This repository contains files to reproduce the training of the reduced MNIST dataset. The training is performed using a set of 2 layer vanilla neural networks, compiled with Keras.
The number of units in each of two hidden layers is set to be one of the 12 values: [8,16,24,32,56,64,96,128,256,512,1024,2048], with a total of 144 architectures.
These architectures are trained for 200 epochs with 100 different seeds and 6 learning rates. The final weights are fixed for the epoch showing thelowest validation error (not taking into account the first 50 epochs).
Before the training, the untrained accuracy (after a single forward pass) is assessed for the union of training and validation set, for each seed. We use this data to find the optimal predictive metric for the final accuracy, wich turns out to be the relative standard deviation of the untrained accuracy.
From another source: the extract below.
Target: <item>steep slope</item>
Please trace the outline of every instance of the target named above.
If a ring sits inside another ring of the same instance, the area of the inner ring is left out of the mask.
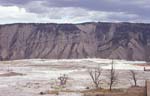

In other words, the untrained accuracy's standard deviation divided by its mean allows to distinguish one of the best performing architectures.
No need to train the model to know it's future performance. We continue digging in this direction.
numpy (1.16.1)
pandas (0.25.1)
scikit-learn (0.21.3)
h5py (2.8.0)
keras (0.8.0)
tensorflow-gpu (1.10.0)
*A GPU is required.
numpy (1.16.1)
pandas (0.25.1)
matplotlib (2.2.2)
h5py (2.8.0)
scipy (1.3.1)